Son zamanlarda yazdıklarıma bakıyorum, hepsi aynı doğrultuda, hepsinin amacı da sonucu da aynı.

"Bir insan sürekli aynı şeyi tekrarlıyorsa, duyulmak, dinlenmek istiyordur." demişti içimden bir ses. Onu da artık dinlemiyorum.

Hata yapmak yormaz insanı, hata yaptığını bilmek yıldırır sadece. 

Ve biz insanlar, ne kadar yılarsak yılalım vazgeçmeyiz hatanın hiçbir harfinden.

Marifet sayarız, marifetsizliğimizi bile...

Bunları anlatmayacaktım.
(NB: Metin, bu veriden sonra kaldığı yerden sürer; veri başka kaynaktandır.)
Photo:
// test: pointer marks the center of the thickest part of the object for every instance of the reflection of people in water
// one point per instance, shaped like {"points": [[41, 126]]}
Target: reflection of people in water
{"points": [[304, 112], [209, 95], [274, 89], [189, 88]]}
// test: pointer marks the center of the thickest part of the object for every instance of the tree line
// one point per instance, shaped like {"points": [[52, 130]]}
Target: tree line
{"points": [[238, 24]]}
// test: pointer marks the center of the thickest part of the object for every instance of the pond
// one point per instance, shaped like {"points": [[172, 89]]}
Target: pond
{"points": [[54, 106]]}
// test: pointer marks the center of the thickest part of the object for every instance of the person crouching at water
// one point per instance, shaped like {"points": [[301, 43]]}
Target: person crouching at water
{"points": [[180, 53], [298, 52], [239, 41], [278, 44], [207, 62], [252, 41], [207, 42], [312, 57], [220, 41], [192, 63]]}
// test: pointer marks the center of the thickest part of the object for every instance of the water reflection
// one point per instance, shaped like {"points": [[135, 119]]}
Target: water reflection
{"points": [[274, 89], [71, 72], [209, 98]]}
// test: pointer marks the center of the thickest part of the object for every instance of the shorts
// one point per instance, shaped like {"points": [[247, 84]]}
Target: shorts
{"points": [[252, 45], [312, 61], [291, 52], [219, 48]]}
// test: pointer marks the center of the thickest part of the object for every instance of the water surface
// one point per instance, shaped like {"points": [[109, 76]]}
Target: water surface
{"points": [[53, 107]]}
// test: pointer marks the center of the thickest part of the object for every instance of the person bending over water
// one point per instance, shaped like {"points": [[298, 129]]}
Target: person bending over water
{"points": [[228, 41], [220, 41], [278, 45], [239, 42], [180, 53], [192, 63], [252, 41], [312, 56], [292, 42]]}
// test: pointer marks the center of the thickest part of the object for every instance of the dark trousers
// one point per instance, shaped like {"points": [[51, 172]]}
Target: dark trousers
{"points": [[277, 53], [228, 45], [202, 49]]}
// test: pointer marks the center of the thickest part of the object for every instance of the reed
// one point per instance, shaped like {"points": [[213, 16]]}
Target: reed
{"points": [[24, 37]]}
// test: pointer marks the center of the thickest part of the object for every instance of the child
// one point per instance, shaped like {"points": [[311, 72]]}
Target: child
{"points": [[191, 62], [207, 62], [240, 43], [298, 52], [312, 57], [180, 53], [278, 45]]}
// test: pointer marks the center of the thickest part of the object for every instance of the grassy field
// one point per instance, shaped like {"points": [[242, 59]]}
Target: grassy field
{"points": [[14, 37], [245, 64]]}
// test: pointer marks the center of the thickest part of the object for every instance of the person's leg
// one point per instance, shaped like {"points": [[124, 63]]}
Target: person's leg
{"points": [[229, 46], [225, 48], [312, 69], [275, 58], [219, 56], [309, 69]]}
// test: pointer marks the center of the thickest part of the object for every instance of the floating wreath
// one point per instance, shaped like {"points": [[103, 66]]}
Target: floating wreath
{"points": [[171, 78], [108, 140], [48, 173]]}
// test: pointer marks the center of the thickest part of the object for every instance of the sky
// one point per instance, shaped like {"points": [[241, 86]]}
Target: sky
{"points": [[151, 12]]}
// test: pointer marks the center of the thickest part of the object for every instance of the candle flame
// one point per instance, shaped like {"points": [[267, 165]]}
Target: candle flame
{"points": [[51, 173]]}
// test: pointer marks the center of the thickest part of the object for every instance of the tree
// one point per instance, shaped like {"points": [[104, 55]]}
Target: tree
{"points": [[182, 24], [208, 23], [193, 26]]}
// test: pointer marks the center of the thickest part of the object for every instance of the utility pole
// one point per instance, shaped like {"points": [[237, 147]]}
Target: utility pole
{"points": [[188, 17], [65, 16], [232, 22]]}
Başlarken, bunları düşünmemiştim. 

Aslına bakarsanız, başlarken hiçbir şey düşünmedim. Bütün yazılarda olduğu gibi.

Düşünmeden saçmaladığın çok an var, etrafımda bunu anlayan kimse yok.

Mantıklı olduğumu sanıyorlar, kimi zaman zeki olduğumu söyleyenler bile oluyor. 

Size göre bu iltifat, bana göre tanımadığınız bir insanı tanıdığınızı sandığınız yanılgısı.

Zekiysem, bu yüzden. Mantıklıysam şayet, sadece bu yüzden.

Vazgeçtiğim çok şey var. Bunların başında umut geliyor. Artık öyle bir kelimem yok. 

Umuttan vazgeçtiğinizde, elinizde hiçbir şey kalmaz. 

Umudu kaybettiğimde içimdeki diğer sesin 'ölümü resmedemem hâlâ, ama artık anlatabilirim.' dediğine eminim. 

Her zaman olduğu gibi, olmaması gereken ne varsa, sen anlamadan olur ve biter.

Hayatı kaça bölerseniz bölün, sonuç hep iki kere yalnızlıktır.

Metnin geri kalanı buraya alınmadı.